The makers of Marley & Me obviously haven't heard the old news editors' maxim that "man bites dog" is a story, but "dog bites man" isn't. Their film is about a journalist, but "man buys dog" is about as far as it goes. Based on John Grogan's best-selling memoir, it stars Owen Wilson as Grogan and Jennifer Aniston as his wife Jenny, newlyweds who are starting work at two Miami newspapers. The film follows their lives for a decade or so, as John becomes a successful columnist, often writing about the couple's pet Labrador, Marley. Considering that he gets his name in the title, it's curious how superfluous Marley is. He's dubbed "the world's worst dog", but he doesn't even bite anyone, and, apart from giving John some column fodder, he doesn't affect the Grogans' well-being or relationship at all.
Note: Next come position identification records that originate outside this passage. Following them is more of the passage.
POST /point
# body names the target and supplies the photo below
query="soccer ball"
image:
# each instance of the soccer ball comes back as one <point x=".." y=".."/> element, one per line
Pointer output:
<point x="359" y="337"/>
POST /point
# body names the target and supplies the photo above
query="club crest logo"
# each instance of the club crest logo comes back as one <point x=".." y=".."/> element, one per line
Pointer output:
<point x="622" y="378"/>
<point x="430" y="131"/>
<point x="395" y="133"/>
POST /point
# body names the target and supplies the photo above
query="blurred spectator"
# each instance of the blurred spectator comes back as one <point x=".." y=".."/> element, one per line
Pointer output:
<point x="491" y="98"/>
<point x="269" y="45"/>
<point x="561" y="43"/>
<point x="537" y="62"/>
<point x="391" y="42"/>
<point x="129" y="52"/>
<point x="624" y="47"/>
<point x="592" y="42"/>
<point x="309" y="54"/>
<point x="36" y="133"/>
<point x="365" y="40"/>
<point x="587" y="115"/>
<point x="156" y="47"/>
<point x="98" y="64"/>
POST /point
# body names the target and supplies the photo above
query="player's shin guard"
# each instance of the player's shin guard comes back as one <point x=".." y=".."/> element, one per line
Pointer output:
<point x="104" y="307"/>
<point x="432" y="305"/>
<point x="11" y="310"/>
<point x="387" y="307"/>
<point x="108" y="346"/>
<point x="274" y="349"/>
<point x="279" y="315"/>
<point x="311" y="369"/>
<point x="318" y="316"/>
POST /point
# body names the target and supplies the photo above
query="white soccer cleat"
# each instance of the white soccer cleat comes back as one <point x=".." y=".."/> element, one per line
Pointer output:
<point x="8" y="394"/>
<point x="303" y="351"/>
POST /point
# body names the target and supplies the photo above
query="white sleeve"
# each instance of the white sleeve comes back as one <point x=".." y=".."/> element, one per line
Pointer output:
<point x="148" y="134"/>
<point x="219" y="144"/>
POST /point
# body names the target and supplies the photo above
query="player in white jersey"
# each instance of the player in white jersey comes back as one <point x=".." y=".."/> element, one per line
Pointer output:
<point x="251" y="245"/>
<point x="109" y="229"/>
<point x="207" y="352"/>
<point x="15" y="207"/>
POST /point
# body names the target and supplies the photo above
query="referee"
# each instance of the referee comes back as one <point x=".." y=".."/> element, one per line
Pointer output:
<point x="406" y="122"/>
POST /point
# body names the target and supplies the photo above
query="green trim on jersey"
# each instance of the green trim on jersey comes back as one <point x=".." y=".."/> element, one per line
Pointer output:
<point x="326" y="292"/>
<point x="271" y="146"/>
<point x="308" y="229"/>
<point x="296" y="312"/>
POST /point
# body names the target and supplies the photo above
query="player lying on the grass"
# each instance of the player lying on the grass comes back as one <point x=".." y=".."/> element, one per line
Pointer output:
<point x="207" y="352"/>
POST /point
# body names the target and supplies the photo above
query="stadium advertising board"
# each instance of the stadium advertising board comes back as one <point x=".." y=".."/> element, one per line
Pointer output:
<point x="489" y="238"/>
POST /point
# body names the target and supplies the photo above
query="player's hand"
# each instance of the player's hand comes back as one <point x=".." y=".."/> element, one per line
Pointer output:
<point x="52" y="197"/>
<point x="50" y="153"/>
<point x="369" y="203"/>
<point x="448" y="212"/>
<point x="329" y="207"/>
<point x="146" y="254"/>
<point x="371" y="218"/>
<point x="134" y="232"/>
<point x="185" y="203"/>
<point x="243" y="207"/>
What tends to happen is that John and Jenny discuss whether to move house or to have a child, and then, in case we've forgotten the eponymous canine, they conclude the scene by looking round to see Marley chewing a cushion. It's what you might call a walkies-on part. Another curious omission from the film is a single quotation from Grogan's columns. His editor tells him that he's a "national treasure, the comic voice of South Florida", but without any Sex and the City-style voice-over, we have to take his word for it.

All the same, Marley & Me is a pleasant, breezy portrait of a happily uneventful marriage. It has one spike of energy when Jenny is ground down by new parenthood, a sequence so well observed and well played by Aniston that it almost merits a film in itself. But the script shies away from anything so discomfiting for most of its lengthy running time. The central dilemma, such as it is, is whether John should keep writing light columns, or whether he should get back to hard news reporting, which is what he always wanted to do. It's a dilemma his editor eases by doubling John's salary on the spot.

Maybe I'm just jealous, but I think Marley & Me is fatally out of step with these credit-crunched times. Much like Leonardo DiCaprio in Revolutionary Road, John's got a cushy job for life, a ravishing wife, a brood of adoring children and a house the size of Heathrow ... and we're meant to sympathise? Besides, Wilson is the last actor who seems as if he'd prefer to write investigative news stories rather than dog-based humour pieces. Let's face it, he's half-Labrador himself.